Que venham esses romances, porque vão deleitar muita gente. Poucos são aqueles que conseguem escrever sobre si próprios mas, para os "outros".... Essa, sim, é a sua verdadeira criatividade e também a razão de ser de qualquer escritor. Força, aí, com a escrita!!.

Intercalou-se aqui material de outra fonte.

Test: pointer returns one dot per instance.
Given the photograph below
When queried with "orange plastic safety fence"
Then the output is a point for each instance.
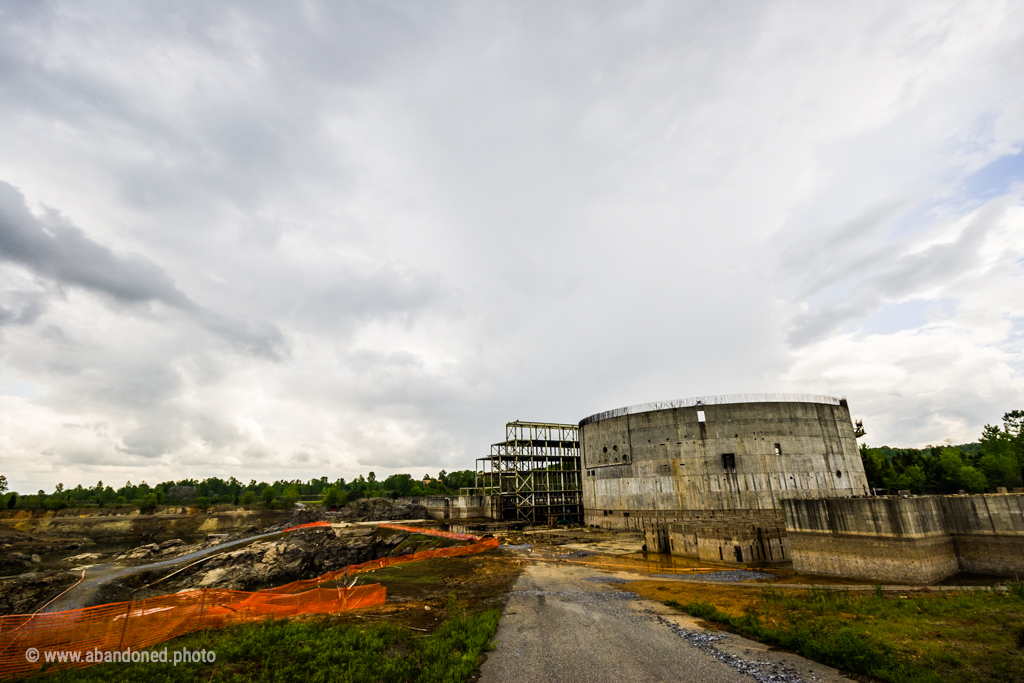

Abracinhos e beijinhos para si
A Senhora dá-nos tantas "coisas" bonitas que hoje resolvi ser eu a enviar-lhe uma do blog Dolicocefalo - personagem extraordinária o seu autor que conheci há anos num cruzeiro. Espero que goste tanto como eu gostei de partilhá-lo consigo e com os seus leitores.
Um bom dia para todos!
Nocas
http://odolicocefalo.blogspot.pt/2013/08/maintenant-je-sait.html
AUTOPSICOGRAFIA
O poeta é um fingidor.
Finge tão completamente
Que chega a fingir que é dor
A dor que deveras sente.
E os que lêem o que escreve,
Na dor lida sentem bem,
Não as duas que ele teve,
Mas só a que eles não têm.
E assim nas calhas de roda
Gira, a entreter a razão,
Esse comboio de corda
Que se chama coração.
Fernando Pessoa
Quando li este post apenas me ocorreu este poema de Fernando Pessoa.
Só acrescento, que só uma pessoa contemplativa como a Dra,escreve assim.Muitos olham,mas mto poucos observam...a Dra pertence aos ultimos,ver com alma não é para todos.